All covariates were obtained at baseline. We included covariates associated with sarcopenia or MCR reported in previous research (Xu et al., 2021; Iqbal et al., 2022; Yuan and Larsson, 2023). Sociodemographic characteristics included in the analysis were as follows: age, gender (male/female), educational level (less than lower secondary education/secondary or above), marital status [single (divorced/widowed/single)/partnered (married/partnered)], and residence (rural region/urban region, defined by the National Bureau of Statistics of the People’s Republic of China). Lifestyle factors included smoking history (former or non-smokers/current smokers, self-reported), alcohol consumption (yes/no consumed any alcohol last year, self-reported), and self-reported sleep duration. Health indicators included a self-reported history of common co-morbidities (hypertension, diabetes heart disease, and stroke), depression measured by the 10-item Center for Epidemiological Studies Depression Scale (CES-D), body mass index (BMI) calculated as weight in kilograms divided by the square of height in meters, falls assessed by a self-reported by a question, “Have you fallen down in the last 2 years?”

2.3. Statistical analyzes

Characteristics of participants were presented as means ± standard deviations for continuous and frequency with percentage for categorical variables, respectively. The normal distribution was assessed by histogram. Differences between participants with and without MCR were compared using independent sample t-tests, the Mann–Whitney U test for continuous variables, and the chi-square test for categorical variables.

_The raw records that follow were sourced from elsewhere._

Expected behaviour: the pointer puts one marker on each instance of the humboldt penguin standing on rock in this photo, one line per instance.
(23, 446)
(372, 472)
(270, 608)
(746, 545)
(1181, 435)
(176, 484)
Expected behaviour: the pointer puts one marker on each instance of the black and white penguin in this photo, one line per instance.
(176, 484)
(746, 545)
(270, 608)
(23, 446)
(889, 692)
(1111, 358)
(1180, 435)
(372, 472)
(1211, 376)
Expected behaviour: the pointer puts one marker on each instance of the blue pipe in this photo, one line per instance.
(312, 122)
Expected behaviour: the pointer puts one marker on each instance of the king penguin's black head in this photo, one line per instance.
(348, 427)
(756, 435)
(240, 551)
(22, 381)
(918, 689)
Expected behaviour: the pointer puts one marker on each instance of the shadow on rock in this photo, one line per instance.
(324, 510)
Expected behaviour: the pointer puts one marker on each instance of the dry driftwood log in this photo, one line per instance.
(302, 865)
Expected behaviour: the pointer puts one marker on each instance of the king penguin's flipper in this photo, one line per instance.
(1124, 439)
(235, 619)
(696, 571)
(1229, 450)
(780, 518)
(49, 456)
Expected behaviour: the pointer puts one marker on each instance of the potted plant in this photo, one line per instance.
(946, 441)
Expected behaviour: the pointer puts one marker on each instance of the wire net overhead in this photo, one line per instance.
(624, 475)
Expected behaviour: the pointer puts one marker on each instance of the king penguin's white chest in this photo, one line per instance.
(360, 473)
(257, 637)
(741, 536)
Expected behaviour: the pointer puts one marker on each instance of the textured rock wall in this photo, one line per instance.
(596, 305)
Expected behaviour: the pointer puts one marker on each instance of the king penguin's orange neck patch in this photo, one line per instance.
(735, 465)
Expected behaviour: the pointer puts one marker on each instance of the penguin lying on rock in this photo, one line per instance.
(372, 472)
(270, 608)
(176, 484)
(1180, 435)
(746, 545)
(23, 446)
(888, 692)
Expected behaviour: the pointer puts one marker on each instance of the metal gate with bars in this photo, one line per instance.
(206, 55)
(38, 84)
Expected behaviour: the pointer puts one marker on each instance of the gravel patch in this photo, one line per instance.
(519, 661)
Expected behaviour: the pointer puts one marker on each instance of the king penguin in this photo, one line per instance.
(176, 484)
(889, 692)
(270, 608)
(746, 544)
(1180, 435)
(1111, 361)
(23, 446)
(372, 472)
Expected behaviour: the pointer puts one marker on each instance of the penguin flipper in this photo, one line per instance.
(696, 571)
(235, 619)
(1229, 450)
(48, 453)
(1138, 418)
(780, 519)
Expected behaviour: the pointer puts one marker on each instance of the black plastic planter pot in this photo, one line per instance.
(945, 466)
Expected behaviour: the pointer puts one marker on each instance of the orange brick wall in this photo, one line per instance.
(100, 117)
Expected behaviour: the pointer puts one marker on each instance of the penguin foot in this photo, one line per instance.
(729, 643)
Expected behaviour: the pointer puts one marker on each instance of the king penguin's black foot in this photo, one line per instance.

Logistic regression models were applied to estimate the association between sarcopenia, sarcopenia parameters, and MCR. Four models were fitted. Model 1 adjusted for age and gender. Model 2 adjusted for the covariates in Model 1 plus marital status, residence, education, smoking status, drinking status, and sleep time. Model 3 adjusted for the covariates in Model 2 plus hypertension, diabetes, heart disease, stroke, CES-D scores, and fall. Model 4 adjusted for the covariates in Model 3 plus BMI.

We further analyzed the dose–response relationships between sarcopenia parameters, including HGS, ASM/Ht2, FTSSTT, and MCR. The nonlinearity test was performed using the analysis of variance (ANOVA). Nonlinear relationships were defined as p lower than 0.05. The restricted cubic spline with four knots was performed to determine the nonlinear and linear relationships between HGS, ASM/Ht2, FTSSTT, and MCR. The confounders (age, gender, education, marital status, residence, alcohol consumption, smoking history, BMI, sleep, fall, CES-D scores, hypertension, diabetes, heart disease, and stroke) were considered in the model.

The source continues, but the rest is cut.